Metadata-Version: 2.1
Name: pathsim
Version: 0.4.9
Summary: A differentiable block based hybrid system simulation framework.
Home-page: https://github.com/milanofthe/pathsim
Author: Milan Rother
Author-email: milan.rother@gmx.de
Classifier: Programming Language :: Python :: 3
Classifier: License :: OSI Approved :: MIT License
Classifier: Operating System :: OS Independent
Requires-Python: >=3.6
Description-Content-Type: text/markdown
License-File: LICENSE.txt
Requires-Dist: numpy
Requires-Dist: matplotlib
Requires-Dist: scipy

# PathSim: A Time-Domain System Simulation Framework


## Overview

PathSim is a flexible block-based time-domain system simulation framework in Python with automatic differentiation capabilities and an event handling mechanism.
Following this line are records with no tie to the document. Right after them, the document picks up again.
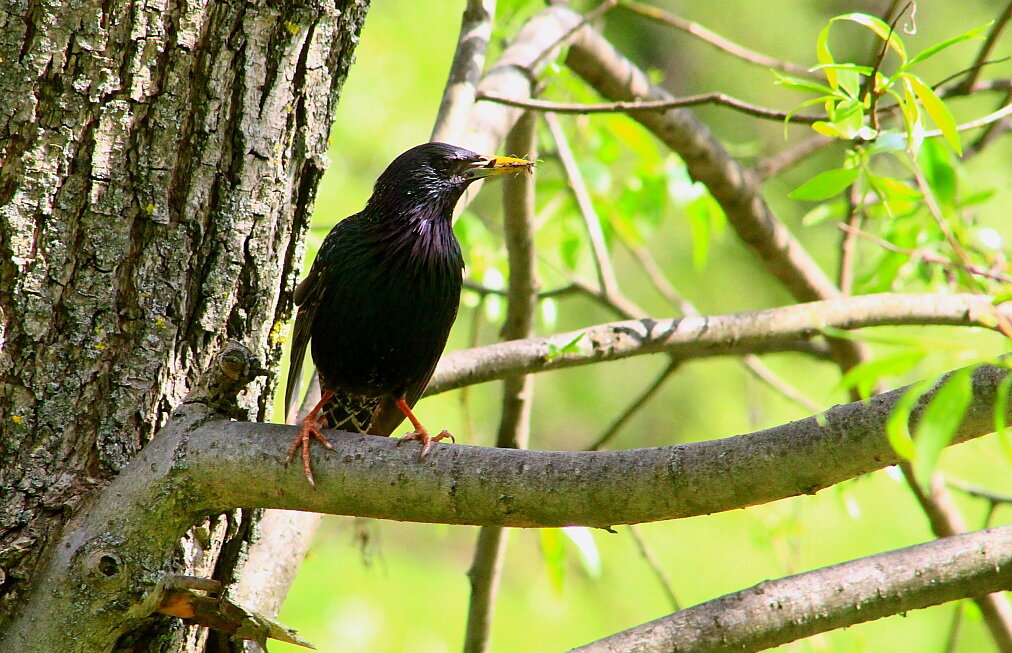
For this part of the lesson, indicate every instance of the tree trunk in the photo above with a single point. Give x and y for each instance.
(158, 167)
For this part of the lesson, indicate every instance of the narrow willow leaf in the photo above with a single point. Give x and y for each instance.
(804, 85)
(825, 184)
(1001, 409)
(934, 50)
(939, 113)
(880, 28)
(824, 56)
(898, 422)
(938, 422)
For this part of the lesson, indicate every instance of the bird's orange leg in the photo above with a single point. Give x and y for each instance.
(420, 433)
(310, 429)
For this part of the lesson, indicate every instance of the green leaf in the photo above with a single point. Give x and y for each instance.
(848, 116)
(939, 113)
(804, 85)
(898, 422)
(1001, 409)
(934, 50)
(573, 346)
(936, 161)
(880, 27)
(705, 220)
(938, 422)
(824, 56)
(825, 184)
(554, 553)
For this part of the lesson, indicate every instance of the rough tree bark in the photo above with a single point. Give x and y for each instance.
(158, 166)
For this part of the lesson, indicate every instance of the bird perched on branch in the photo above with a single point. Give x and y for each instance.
(382, 296)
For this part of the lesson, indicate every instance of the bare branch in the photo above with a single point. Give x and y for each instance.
(982, 56)
(776, 329)
(591, 221)
(465, 72)
(946, 520)
(734, 186)
(720, 99)
(106, 568)
(514, 425)
(785, 159)
(831, 597)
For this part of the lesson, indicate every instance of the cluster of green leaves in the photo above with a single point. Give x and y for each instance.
(912, 189)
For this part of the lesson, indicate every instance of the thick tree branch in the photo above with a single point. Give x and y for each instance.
(514, 424)
(112, 558)
(762, 331)
(777, 611)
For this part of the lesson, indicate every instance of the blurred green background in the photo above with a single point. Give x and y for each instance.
(369, 585)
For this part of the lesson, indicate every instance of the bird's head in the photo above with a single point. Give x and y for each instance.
(429, 178)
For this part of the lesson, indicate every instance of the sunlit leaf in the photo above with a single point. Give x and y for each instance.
(939, 113)
(1001, 410)
(937, 164)
(824, 56)
(825, 184)
(934, 50)
(802, 84)
(705, 219)
(849, 117)
(939, 420)
(880, 27)
(554, 554)
(829, 129)
(898, 422)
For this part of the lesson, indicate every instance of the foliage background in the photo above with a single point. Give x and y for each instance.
(388, 586)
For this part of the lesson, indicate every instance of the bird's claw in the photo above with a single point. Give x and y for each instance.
(422, 435)
(309, 431)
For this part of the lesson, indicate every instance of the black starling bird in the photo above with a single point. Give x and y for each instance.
(382, 296)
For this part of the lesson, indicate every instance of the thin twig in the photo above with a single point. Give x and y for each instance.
(465, 72)
(733, 185)
(785, 159)
(514, 425)
(590, 16)
(720, 99)
(945, 521)
(713, 38)
(869, 90)
(591, 221)
(848, 245)
(925, 256)
(987, 47)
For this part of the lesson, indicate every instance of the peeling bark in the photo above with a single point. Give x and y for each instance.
(159, 166)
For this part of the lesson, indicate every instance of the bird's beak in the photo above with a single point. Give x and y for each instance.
(488, 166)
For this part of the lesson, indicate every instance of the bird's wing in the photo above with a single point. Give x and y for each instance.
(307, 299)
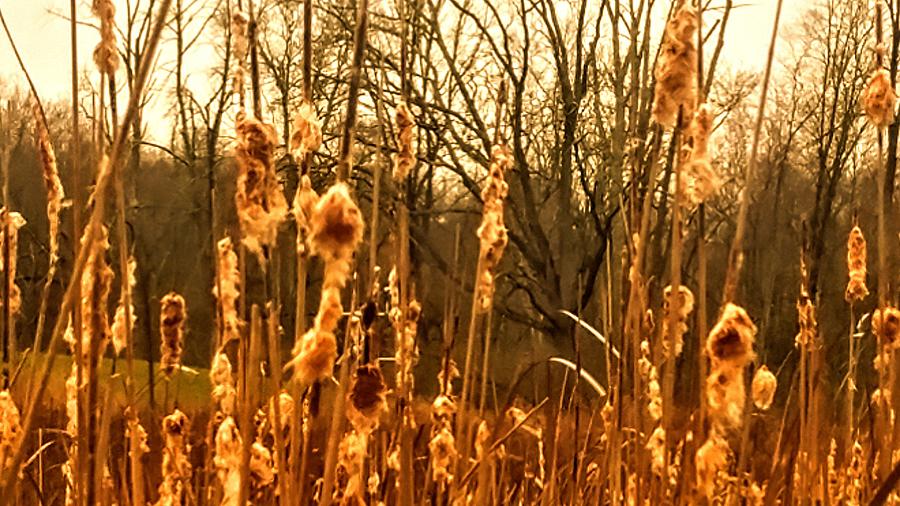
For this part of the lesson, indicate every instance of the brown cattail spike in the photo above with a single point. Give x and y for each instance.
(856, 266)
(879, 99)
(763, 388)
(676, 67)
(307, 135)
(172, 316)
(492, 232)
(176, 468)
(405, 159)
(336, 229)
(106, 56)
(227, 291)
(261, 206)
(699, 179)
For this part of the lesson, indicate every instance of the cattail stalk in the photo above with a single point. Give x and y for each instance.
(100, 191)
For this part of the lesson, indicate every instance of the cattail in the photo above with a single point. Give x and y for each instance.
(730, 348)
(407, 352)
(685, 306)
(676, 67)
(352, 452)
(879, 99)
(492, 232)
(240, 44)
(856, 266)
(443, 454)
(698, 178)
(227, 461)
(650, 376)
(305, 200)
(172, 315)
(10, 427)
(763, 388)
(11, 223)
(285, 409)
(223, 391)
(227, 290)
(119, 329)
(135, 432)
(405, 159)
(657, 447)
(106, 56)
(307, 135)
(262, 466)
(176, 468)
(50, 172)
(260, 204)
(712, 458)
(886, 325)
(336, 229)
(367, 398)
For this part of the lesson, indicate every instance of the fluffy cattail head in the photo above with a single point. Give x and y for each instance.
(685, 304)
(228, 280)
(886, 324)
(698, 178)
(856, 266)
(404, 160)
(106, 56)
(11, 222)
(120, 325)
(879, 99)
(336, 228)
(731, 340)
(223, 391)
(10, 427)
(676, 67)
(763, 388)
(172, 316)
(50, 173)
(307, 135)
(492, 233)
(260, 204)
(367, 397)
It provides a variety of classes that enable modeling and simulating complex interconnected dynamical systems similar to Matlab Simulink but in Python!

Key features of PathSim include:

- Natural handling of algebraic loops
- Hot-swappable blocks and solvers during simulation
- Blocks are inherently MIMO (Multiple Input, Multiple Output) capable
- Blocks are "physicalized" and manage their own state, i.e. reading from the scope is just scope.read()
- Scales linearly with the number of blocks and connections
- Wide range of numerical solvers, including implicit and explicit very high order Runge-Kutta and multistep methods
- Modular and hierarchical modeling with (nested) subsystems
- Event handling system that can detect and resolve discrete events (zero-crossing detection)
- Automatic differentiation for fully differentiable system simulations (even through events and for stiff systems) for sensitivity analysis and optimization
- Library of pre-defined blocks, including mathematical operations, integrators, delays, transfer functions, etc.
- Easy extensibility, subclassing the base `Block` class with just a handful of methods

All features are demonstrated for benchmark problems in the `example` directory.

## Installation

The latest release version of pathsim is available on [PyPi](https://pypi.org/project/pathsim/)  and installable via pip:

```console
$ pip install pathsim
```

## Example - Harmonic Oscillator

Here's an example that demonstrates how to create a basic simulation. The main components of the package are:

- `Simulation`: The main class that handles the blocks, connections, and the simulation loop.
- `Connection`: The class that defines the connections between blocks.
- Various block classes from the `blocks` module, such as `Integrator`, `Amplifier`, `Adder`, `Scope`, etc.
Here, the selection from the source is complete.